LE adds "Certificate Profiles" to the ACME protocol. In the "directory" web resource, they announce a "profiles" field in the "meta" section. That lists the profile names and a short description.

Let's try this:

> curl https://acme-staging-v02.api.letsencrypt.org/directory
{
  "XS46oHzRdCU": "https://community.letsencrypt.org/t/adding-random-entries-to-the-directory/33417",
  "keyChange": "https://acme-staging-v02.api.letsencrypt.org/acme/key-change",
  "meta": {
    "caaIdentities": [
      "letsencrypt.org"
    ],
    "profiles": {
      "classic": "The same profile you're accustomed to",
      "tlsserver": "https://letsencrypt.org/2025/01/09/acme-profiles/"
    },
    "termsOfService": "https://letsencrypt.org/documents/LE-SA-v1.4-April-3-2024.pdf",
    "website": "https://letsencrypt.org/docs/staging-environment/"
  },
  "newAccount": "https://acme-staging-v02.api.letsencrypt.org/acme/new-acct",
  "newNonce": "https://acme-staging-v02.api.letsencrypt.org/acme/new-nonce",
  "newOrder": "https://acme-staging-v02.api.letsencrypt.org/acme/new-order",
  "renewalInfo": "https://acme-staging-v02.api.letsencrypt.org/draft-ietf-acme-ari-03/renewalInfo",
  "revokeCert": "https://acme-staging-v02.api.letsencrypt.org/acme/revoke-cert"
}

So, you see classic and tlsserver where they link a blog describing these profile.

Apache ACME

With the release v2.5.0 of mod_md, the Apache ACME module supports profiles as well. When installed in your server, you would configure something like:

<MDomain "profile-test.mydomain.net">
  MDCertificateAuthority https://acme-staging-v02.api.letsencrypt.org/directory
  MDCertificateAgreement accepted
  MDProfile tlsserver
</MDomain>

<VirtualHost *:443>
  ServerName profile-test.mydomain.net
  SSLEngine on
  ...
</VirtualHost>

Reload the server and it will contact the Let's Encrypt staging server to get a 6 day certificate for you.
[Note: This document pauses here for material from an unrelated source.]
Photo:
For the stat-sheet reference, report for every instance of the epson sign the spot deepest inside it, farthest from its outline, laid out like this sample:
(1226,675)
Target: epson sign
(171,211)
Caveat: these are early days. Thinks might go "sproink!", names might still change, etc.

tire profile

Reliability

Is it a good idea to get 6 day certificates? For most people probably not. The main advantage of them is that, should a certificate escape your control, there are only a few days the baddies may use it.
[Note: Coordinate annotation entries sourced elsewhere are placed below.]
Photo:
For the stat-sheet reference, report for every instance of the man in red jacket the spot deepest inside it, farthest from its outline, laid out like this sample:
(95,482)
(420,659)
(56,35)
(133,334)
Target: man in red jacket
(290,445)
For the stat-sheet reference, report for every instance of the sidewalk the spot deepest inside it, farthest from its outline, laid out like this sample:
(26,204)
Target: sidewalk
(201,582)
However, there are also only a few days that your server has to renew them. With the default settings, Apache will renew them when 33% of life is left, so 2 days before they expire. That is not a lot of room should things go horribly wrong.

You choose.

Disappearing Profiles?

If a profile you configure is one day no longer supported by an ACME server, Apache will just not use it and you get a default certificate. I chose this behaviour since, I believe, people do prefer to have any certificate rather than none at all.
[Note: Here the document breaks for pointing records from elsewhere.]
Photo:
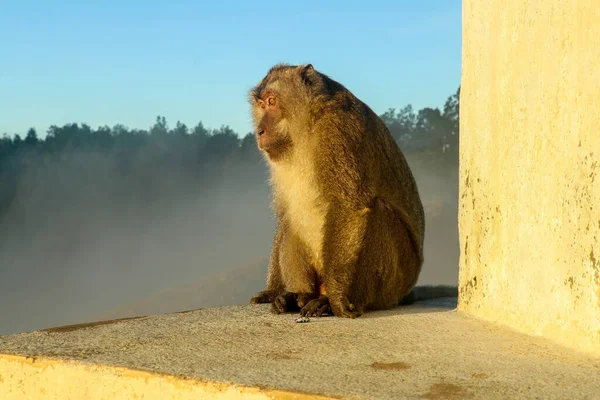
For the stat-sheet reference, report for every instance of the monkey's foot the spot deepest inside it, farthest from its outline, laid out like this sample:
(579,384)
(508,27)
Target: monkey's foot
(266,296)
(316,307)
(342,307)
(285,302)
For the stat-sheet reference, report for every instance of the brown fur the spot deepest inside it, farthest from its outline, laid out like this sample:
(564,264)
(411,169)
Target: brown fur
(350,220)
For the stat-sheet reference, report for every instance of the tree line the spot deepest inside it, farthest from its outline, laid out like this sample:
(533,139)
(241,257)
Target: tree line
(203,155)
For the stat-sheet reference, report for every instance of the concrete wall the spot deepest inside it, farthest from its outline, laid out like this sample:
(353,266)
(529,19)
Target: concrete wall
(529,214)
But you can override this. Configuring MDProfileMandatory on will make the renewal process fail unless the server supports your profile.

Conclusion

The 90 day certificates served many, many people well in the past and will continue to use them. But when certificate revocation (which does not really work in practise) is a topic for you, the 6 day certificates are a welcome new option. Now you can start playing around with them using Apache ACME and be ready, later this year, to use them in production.